I've always been a really happy person. Looking back on my life so far, I feel like I've had a really easy time choosing to be happy and staying happy. In fact, there have been many times when I've watched others and wondered why happiness seemed to be a struggle for them. Deep down, I know that I've had plenty of unhappy times in my life and many challenges that made it feel like happiness was unattainable - at least in that moment. Recently, I think maybe my perspective on happiness has been changing. I've had moments where I felt like I was wrong about all the happiness I'd felt before in my life. Like that may have all just been ignorant bliss. (I'll digress.

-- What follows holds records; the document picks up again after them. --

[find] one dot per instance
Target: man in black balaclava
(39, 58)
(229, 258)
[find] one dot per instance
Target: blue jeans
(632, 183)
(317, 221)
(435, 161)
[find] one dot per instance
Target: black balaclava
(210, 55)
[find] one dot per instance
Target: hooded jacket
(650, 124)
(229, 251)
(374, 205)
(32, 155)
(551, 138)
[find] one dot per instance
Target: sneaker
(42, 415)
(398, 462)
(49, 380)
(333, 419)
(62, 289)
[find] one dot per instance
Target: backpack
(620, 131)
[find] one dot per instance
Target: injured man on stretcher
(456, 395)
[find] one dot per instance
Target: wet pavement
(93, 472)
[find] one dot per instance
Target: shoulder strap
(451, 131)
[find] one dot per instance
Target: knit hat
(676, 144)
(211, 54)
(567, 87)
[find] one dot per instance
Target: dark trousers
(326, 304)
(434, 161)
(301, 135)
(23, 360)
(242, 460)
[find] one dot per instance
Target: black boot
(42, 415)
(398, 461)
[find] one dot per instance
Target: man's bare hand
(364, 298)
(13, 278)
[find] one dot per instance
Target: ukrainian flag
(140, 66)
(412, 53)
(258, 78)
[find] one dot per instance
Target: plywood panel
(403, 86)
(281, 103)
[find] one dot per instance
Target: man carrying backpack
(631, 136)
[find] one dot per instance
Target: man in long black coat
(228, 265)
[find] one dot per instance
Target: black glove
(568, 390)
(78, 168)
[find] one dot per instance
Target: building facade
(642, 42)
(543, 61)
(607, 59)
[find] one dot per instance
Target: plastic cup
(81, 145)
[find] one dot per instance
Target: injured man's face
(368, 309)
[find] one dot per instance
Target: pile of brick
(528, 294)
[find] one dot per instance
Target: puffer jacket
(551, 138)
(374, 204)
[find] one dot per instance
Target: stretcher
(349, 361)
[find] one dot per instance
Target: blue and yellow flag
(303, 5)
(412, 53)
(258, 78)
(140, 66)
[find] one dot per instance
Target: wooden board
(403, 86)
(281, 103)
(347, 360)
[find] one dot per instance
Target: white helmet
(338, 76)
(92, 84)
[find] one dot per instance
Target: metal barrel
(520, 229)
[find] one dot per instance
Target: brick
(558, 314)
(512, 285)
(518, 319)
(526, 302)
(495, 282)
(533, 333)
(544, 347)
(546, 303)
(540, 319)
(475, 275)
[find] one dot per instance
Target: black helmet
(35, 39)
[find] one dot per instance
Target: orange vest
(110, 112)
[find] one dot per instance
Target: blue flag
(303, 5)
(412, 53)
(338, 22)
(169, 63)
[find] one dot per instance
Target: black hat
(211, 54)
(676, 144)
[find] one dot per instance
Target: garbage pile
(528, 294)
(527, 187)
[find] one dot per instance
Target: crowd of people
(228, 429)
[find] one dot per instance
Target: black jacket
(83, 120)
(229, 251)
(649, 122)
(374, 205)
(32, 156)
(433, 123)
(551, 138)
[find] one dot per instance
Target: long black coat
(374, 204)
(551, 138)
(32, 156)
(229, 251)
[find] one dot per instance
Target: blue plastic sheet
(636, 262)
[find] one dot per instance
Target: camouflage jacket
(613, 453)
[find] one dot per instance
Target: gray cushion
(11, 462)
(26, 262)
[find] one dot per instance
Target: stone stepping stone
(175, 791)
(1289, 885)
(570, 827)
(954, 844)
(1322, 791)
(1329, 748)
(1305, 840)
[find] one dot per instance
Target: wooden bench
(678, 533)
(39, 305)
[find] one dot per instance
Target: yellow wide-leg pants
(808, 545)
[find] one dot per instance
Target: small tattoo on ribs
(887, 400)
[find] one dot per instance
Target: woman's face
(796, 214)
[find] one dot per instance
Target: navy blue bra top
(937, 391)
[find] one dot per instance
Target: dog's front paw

I already talked about that in my last post.)
Today, I had kind of an "ah-ha" moment. Someone said something in a lesson at church that really just clicked and triggered something in my brain. I think somewhere along the line, I let my happiness become dependent on "am I getting what I want?" instead of "how am I being blessed?". Perhaps "how am I being blessed?" isn't the one secret question to being happy, but it does provide for a lot more consistent happiness. Because, the blessings never stop people.
And ultimately, when I'm living worthy of those blessings, I guess I really am 'getting what I want'. But often it's all of the best things I never knew I wanted.
I realize this is not the most well-written post to happen to my blog. Partially, I haven't finished processing my thoughts about this and partially... maybe it's really just that simple. Happiness might just be a lot more simple than we make it. It's a choice, it's all around us, we just have to remember that it's there and let it be the part of our life that we hold onto.
And actually, I really want to know: how do you choose happiness - especially when life gets tough? what makes that difference in your life?